Personal information
- Born: 15 July 1985 (age 39) Karlshamn, Sweden
- Nationality: Swedish
- Height: 1.82 m (6 ft 0 in)
- Playing position: Left wing

Senior clubs
- Years: Team
- –2004: Karlshamns HF
- 2004–2006: IFK Karlskrona
- 2006–2016: IFK Kristianstad
- 2017: New York Athletic Club

= Johan Jepson =

Swedish handball player (born 1985)

Johan Jepson (/sv/; born 15 July 1985) is a Swedish former handball player who primarily played as a left winger.

==Career==
He started his career at his hometown club Karlshamns HF before moving to second-tier club IFK Karlskrona in 2004. Two years later he signed for league rivals IFK Kristianstad. He helped the team achieve promotion to the top division, at the time known as Elitserien, in 2009. After battling relegation in 2009–10 and 2010–11, he helped the team reach the Swedish Championship final in 2012, where they were beaten by Sävehof.
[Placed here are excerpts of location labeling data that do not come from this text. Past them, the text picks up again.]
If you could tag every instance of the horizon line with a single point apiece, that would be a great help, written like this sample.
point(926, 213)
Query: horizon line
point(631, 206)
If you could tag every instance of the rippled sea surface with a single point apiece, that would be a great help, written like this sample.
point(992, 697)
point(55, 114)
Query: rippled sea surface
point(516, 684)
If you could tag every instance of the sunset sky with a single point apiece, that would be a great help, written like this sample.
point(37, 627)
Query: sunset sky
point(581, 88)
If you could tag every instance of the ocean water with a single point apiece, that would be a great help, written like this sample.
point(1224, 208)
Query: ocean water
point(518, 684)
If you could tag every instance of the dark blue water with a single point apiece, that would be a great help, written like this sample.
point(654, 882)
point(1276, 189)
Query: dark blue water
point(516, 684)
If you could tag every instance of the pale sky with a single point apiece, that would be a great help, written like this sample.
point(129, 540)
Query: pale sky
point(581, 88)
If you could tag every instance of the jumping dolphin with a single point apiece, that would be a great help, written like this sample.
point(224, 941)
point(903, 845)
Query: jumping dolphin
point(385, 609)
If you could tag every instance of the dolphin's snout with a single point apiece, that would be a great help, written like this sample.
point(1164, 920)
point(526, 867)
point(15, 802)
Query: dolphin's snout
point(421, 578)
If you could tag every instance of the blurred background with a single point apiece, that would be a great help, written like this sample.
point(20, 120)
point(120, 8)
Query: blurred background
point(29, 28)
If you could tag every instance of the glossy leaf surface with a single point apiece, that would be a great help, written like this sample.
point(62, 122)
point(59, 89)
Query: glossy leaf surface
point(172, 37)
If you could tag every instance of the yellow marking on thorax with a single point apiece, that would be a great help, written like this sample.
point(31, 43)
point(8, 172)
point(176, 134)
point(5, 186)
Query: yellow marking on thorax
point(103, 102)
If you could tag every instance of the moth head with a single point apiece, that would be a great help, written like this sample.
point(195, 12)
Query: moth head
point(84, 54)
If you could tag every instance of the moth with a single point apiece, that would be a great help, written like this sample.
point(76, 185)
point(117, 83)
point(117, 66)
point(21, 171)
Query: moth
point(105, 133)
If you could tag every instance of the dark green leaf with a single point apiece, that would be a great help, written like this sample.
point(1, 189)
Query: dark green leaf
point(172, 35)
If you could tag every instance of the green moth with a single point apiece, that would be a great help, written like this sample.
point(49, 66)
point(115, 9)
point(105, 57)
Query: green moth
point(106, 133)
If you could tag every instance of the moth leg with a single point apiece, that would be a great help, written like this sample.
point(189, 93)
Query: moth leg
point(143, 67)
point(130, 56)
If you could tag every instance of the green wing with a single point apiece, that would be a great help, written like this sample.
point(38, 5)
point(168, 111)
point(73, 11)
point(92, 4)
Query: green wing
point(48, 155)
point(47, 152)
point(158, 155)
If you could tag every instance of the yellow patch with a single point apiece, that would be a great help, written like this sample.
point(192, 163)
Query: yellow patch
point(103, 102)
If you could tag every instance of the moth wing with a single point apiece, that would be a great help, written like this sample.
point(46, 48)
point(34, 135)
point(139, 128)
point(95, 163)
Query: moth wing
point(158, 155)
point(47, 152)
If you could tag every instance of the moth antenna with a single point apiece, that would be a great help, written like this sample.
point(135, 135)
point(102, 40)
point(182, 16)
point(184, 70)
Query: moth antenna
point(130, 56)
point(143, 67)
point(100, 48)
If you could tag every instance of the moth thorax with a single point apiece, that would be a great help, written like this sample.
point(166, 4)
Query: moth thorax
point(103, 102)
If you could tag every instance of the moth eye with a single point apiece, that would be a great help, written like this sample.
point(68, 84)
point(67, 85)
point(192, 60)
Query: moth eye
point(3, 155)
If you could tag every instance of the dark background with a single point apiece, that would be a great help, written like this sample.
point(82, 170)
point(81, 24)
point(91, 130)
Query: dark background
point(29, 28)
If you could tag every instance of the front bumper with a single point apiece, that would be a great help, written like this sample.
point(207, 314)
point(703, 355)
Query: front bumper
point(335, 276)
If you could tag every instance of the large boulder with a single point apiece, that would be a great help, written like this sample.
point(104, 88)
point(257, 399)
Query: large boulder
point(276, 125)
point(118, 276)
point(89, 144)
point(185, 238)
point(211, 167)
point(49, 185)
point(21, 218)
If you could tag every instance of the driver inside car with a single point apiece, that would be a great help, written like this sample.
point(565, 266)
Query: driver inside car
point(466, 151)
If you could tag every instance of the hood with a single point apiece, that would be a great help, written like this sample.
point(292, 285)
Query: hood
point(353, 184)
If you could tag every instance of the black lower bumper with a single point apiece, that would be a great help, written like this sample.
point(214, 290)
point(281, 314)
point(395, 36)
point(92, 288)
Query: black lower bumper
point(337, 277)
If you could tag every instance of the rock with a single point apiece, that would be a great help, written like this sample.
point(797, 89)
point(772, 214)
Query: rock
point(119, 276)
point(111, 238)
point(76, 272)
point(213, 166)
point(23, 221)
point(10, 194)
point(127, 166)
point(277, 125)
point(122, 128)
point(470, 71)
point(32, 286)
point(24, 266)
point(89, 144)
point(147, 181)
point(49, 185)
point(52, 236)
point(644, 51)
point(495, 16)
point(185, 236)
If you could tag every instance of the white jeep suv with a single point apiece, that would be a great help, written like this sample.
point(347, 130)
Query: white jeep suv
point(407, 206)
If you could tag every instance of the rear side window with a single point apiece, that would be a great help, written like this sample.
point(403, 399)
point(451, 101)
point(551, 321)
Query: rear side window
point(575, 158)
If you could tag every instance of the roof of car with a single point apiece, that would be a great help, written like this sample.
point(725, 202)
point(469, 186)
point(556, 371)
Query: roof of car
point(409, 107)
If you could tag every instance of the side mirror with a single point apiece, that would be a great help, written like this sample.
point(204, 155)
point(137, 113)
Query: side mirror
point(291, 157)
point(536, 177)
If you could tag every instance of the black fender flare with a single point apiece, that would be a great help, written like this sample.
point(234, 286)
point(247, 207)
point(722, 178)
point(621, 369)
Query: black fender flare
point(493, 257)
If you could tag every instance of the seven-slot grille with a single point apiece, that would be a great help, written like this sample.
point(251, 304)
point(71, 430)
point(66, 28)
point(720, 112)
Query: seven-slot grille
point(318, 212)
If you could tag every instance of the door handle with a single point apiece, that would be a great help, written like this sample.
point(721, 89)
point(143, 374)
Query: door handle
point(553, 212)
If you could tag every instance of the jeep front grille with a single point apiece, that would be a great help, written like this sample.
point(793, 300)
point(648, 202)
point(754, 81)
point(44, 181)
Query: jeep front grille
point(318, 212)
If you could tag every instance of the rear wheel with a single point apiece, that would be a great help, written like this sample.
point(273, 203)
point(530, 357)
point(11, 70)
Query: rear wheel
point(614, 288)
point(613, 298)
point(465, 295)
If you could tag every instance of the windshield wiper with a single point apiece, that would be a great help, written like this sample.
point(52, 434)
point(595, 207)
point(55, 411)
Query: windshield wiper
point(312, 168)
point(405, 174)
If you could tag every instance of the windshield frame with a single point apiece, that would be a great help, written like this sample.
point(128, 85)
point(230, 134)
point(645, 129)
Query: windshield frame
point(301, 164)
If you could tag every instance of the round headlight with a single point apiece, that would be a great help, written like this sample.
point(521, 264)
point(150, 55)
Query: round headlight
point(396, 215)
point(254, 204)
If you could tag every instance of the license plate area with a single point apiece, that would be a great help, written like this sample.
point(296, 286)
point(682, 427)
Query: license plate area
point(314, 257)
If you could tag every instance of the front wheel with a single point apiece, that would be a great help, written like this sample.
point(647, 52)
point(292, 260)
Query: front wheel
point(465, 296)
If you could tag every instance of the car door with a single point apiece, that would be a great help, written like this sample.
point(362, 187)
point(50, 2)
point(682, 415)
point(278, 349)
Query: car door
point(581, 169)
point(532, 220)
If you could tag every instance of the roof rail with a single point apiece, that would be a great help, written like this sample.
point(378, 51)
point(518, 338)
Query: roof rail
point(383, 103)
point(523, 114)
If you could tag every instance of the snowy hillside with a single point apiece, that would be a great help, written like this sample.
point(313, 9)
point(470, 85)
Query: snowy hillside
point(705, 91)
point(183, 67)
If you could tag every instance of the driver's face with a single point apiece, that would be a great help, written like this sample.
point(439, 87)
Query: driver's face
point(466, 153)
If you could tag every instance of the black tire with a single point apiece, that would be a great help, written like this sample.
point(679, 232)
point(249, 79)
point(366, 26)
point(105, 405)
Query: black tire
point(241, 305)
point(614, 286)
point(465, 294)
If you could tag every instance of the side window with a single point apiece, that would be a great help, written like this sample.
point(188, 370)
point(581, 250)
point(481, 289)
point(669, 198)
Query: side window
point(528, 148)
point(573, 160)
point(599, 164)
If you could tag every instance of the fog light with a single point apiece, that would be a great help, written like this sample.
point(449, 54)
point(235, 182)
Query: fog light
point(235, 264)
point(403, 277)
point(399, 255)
He was named club captain in 2012, when previous captain Pär Möllerberg left the club. Jepson helped Kristianstad reach another final in the following season, but they lost again, this time to Drott. He captained the team to two consecutive Swedish Championships in 2015 and 2016, before retiring after the second title. He played over 350 competitive matches for the club, more than any other player, and scored more than 400 goals. He made a brief comeback in October 2017 to play for American team New York Athletic Club in the Michael Lipov Memorial Cup.

==Player profile==
A versatile player, Jepson played as a backcourt player for Karlshamn but later played primarily as a left winger. His energetic and uncompromising playing style made him highly popular among Kristianstad fans, and in 2016 he became the first player in the club's history to be honoured with a testimonial. In his last season at Kristianstad, Jepson chose to wear a rainbow-coloured captain's armband, a practice that was continued by successor Ólafur Guðmundsson.

==Outside handball==
After his playing career, Jepson left handball and started working as a production manager. He married Ann Distner in 2012, and they have two children.